Columns — Effective (Equivalent) Length For a column with one end fixed and the other end hinged (pin), what is the correct relation between equivalent length L and actual length l?

Introduction:
Euler buckling strength depends on the effective (equivalent) length, which incorporates end restraints.

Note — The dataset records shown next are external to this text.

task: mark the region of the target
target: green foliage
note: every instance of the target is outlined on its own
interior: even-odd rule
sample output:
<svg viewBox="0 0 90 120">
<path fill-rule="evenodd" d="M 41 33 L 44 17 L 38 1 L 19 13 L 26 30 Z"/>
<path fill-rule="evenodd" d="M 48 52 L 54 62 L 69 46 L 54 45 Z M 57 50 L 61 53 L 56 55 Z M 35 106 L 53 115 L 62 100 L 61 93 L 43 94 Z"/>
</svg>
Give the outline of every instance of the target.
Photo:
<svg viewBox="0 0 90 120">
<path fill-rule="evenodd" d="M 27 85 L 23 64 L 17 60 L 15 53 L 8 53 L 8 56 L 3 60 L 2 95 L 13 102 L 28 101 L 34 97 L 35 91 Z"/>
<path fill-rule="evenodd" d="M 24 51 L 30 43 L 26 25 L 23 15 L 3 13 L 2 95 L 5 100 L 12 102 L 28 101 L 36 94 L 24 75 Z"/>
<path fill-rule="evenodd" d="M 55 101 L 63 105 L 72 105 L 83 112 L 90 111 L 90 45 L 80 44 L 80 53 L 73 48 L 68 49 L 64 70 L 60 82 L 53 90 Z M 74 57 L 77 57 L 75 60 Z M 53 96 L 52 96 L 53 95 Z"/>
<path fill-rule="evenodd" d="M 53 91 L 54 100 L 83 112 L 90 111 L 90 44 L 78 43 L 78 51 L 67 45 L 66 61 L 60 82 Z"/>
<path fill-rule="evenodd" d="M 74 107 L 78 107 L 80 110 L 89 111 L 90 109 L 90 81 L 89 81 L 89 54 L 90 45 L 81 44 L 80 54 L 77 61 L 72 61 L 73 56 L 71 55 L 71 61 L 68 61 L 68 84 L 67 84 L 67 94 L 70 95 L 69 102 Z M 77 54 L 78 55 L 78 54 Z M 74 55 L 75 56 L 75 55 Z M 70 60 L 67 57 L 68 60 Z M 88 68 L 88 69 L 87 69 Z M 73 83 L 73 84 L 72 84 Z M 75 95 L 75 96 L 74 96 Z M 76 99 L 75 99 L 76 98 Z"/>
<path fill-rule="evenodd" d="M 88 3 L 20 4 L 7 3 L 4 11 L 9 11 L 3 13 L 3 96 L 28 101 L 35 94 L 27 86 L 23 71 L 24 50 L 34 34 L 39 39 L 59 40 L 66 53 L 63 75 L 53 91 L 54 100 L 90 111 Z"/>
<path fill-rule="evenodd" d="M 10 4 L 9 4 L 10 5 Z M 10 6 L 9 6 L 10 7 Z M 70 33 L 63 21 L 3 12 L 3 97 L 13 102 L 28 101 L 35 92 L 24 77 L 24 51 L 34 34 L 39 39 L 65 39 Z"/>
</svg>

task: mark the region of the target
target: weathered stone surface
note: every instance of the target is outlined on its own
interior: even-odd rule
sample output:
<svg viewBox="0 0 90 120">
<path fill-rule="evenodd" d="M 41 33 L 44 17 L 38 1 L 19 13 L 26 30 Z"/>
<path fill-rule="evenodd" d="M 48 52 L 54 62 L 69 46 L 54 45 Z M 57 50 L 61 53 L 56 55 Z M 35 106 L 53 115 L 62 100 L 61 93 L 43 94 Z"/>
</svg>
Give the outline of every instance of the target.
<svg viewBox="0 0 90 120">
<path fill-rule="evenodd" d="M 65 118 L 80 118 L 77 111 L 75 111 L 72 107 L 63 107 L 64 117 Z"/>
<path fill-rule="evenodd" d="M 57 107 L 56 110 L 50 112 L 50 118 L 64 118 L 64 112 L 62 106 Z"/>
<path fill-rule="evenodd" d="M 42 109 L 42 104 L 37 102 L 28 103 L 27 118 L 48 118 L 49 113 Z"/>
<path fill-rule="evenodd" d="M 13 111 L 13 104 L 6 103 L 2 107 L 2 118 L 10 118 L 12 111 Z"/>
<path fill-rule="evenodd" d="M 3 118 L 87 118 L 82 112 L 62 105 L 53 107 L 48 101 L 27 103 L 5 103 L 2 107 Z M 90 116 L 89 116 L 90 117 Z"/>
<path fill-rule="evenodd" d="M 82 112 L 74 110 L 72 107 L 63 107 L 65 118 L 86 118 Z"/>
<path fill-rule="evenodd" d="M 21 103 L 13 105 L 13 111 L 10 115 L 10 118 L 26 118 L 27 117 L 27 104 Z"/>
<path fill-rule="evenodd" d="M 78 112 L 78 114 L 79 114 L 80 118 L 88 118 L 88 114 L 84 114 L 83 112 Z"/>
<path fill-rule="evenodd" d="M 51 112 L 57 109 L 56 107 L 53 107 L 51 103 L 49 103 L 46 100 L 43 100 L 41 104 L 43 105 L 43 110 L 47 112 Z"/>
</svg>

Different end conditions lead to different buckling half-wavelengths, captured by L = K * l, where K is an end-condition factor.

Given Data / Assumptions:

• Straight prismatic column, elastic behavior.
• One end fixed (no rotation, no translation), other end hinged (rotation free, no translation).
• Axial concentric compression.

Concept / Approach:
For fixed–pinned columns, the end-condition factor K is approximately 0.7. In many exam standards, this is exactly taken as 1/√2 ≈ 0.707. Thus, the equivalent length L = K * l = l/√2.

Step-by-Step Solution:
General Euler: P_cr = (pi^2 * E * I) / (L^2)Introduce L = K * l for end restraints.For fixed–pinned: K ≈ 0.7; widely tabulated as K = 1/√2.Therefore L = l/√2 gives the correct effective length.

Verification / Alternative check:
Compare to other cases: pinned–pinned K = 1, fixed–fixed K = 0.5, fixed–free K = 2. The value for fixed–pinned fits this sequence.

Why Other Options Are Wrong:
L = l/2: corresponds to fixed–fixed, not fixed–pinned.L = l: corresponds to pinned–pinned.L = 2l: corresponds to fixed–free (cantilever).

Common Pitfalls:
Memorizing formulas without linking them to end restraints and mode shapes.

Final Answer:
L = l/√2